Hidroksipropil metil selulosa digunakan sebagai bahan penahan air untuk mortar semen, dan sebagai penghambat pemompaan mortar. Dalam gipsum sebagai pengikat untuk meningkatkan aplikasi dan memperpanjang waktu operasi, hidroksipropil metilselulosa (HPMC) memiliki kemampuan menahan air sehingga adukan setelah pengeringan tidak terlalu cepat retak, dan pengerasan meningkatkan kekuatan. Kemampuan menahan air merupakan sifat penting dari hidroksipropil metil selulosa (HPMC), dan juga menjadi perhatian banyak produsen mortar basah. Faktor-faktor yang memengaruhi efek penahanan air pada mortar basah meliputi jumlah HPMC yang ditambahkan, viskositas HPMC, kehalusan partikel, dan suhu lingkungan penggunaan.
Hidroksipropil metil selulosa (HPMC) dalam mortar basah memiliki peran utama dalam tiga aspek: pertama, kapasitas penahan air yang sangat baik; kedua, pengaruhnya terhadap konsistensi dan tiksotropi mortar basah; dan ketiga, interaksinya dengan semen. Retensi air eter selulosa bergantung pada tingkat penyerapan air dasar, komposisi mortar, ketebalan lapisan mortar, kebutuhan air mortar, dan waktu pengerasan. Semakin tinggi transparansi hidroksipropil metil selulosa, semakin baik retensi airnya.
Faktor-faktor yang memengaruhi retensi air pada mortar basah meliputi viskositas eter selulosa, jumlah penambahan, ukuran partikel, dan suhu. Semakin tinggi viskositas eter selulosa, semakin baik retensi airnya. Viskositas merupakan parameter penting untuk kinerja HPMC. Untuk produk yang sama, penggunaan metode pengukuran viskositas yang berbeda menghasilkan hasil yang sangat bervariasi, bahkan ada yang sampai dua kali lipat. Oleh karena itu, perbandingan viskositas harus dilakukan dengan metode pengujian yang sama, termasuk suhu, rotor, dan lain-lain.
Secara umum, semakin tinggi viskositas, semakin baik retensi airnya. Namun, semakin tinggi viskositas, semakin tinggi berat molekul HPMC, dan semakin rendah kelarutan HPMC, yang berdampak negatif pada kekuatan dan kinerja konstruksi mortar.

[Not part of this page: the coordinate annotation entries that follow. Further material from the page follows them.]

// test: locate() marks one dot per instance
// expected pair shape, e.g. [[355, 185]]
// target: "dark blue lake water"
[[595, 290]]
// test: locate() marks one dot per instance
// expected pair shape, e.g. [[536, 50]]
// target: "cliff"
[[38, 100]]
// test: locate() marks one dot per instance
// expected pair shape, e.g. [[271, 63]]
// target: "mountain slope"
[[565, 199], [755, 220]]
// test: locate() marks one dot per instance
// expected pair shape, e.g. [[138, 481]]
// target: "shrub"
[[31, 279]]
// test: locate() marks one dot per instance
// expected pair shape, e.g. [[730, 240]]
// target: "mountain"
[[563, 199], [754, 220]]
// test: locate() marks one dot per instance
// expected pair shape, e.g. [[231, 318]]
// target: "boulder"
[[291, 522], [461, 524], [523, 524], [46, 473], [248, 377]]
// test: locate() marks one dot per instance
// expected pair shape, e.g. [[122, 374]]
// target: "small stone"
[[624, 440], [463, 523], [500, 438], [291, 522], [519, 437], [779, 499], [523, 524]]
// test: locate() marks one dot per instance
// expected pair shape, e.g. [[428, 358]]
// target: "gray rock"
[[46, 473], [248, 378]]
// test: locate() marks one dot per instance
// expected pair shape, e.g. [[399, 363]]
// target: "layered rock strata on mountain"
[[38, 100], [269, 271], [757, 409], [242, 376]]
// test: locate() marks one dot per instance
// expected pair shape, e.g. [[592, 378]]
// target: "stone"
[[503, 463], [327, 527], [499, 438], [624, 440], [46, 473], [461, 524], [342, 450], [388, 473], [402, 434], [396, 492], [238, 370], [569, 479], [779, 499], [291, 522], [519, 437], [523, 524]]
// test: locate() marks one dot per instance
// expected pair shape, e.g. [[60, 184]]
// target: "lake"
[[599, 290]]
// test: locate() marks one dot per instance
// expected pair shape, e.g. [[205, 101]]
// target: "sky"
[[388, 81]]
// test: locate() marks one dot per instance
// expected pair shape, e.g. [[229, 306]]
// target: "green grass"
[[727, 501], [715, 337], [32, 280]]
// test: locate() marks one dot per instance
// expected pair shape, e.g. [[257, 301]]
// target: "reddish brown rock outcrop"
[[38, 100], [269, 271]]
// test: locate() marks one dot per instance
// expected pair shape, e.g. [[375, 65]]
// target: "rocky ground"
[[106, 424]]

Semakin tinggi viskositas, semakin jelas efek pengentalan mortar, tetapi tidak berhubungan langsung. Semakin tinggi viskositas, semakin lengket mortar basah, kinerja konstruksi yang baik, kinerja pengikis kental, dan daya rekat yang tinggi pada substrat. Namun, peningkatan kekuatan struktural mortar basah itu sendiri tidak membantu. Baik dalam konstruksi maupun kinerja anti-penggantungan, kinerjanya tidak begitu jelas. Sebaliknya, beberapa hidroksipropil metilselulosa yang dimodifikasi dengan viskositas sedang dan rendah memiliki kinerja yang sangat baik dalam meningkatkan kekuatan struktural mortar basah.
Semakin banyak jumlah mortar basah selulosa eter PMC yang ditambahkan, semakin baik retensi airnya, semakin tinggi viskositasnya, semakin baik retensi airnya. Kehalusan juga merupakan indeks kinerja penting dari hidroksipropil metil selulosa.
Kehalusan hidroksipropil metil selulosa juga memiliki pengaruh tertentu terhadap retensi airnya. Dalam kondisi normal, dengan viskositas yang sama dan kehalusan hidroksipropil metil selulosa yang berbeda, dengan jumlah penambahan yang sama, semakin kecil kehalusannya, semakin baik efek retensi airnya.
Pada mortar basah, penambahan selulosa eterHPMCNilainya sangat rendah, tetapi dapat secara signifikan meningkatkan kinerja konstruksi mortar basah, dan merupakan aditif utama yang terutama memengaruhi kinerja mortar. Kinerja mortar basah sangat dipengaruhi oleh pemilihan hidroksipropil metil selulosa yang tepat.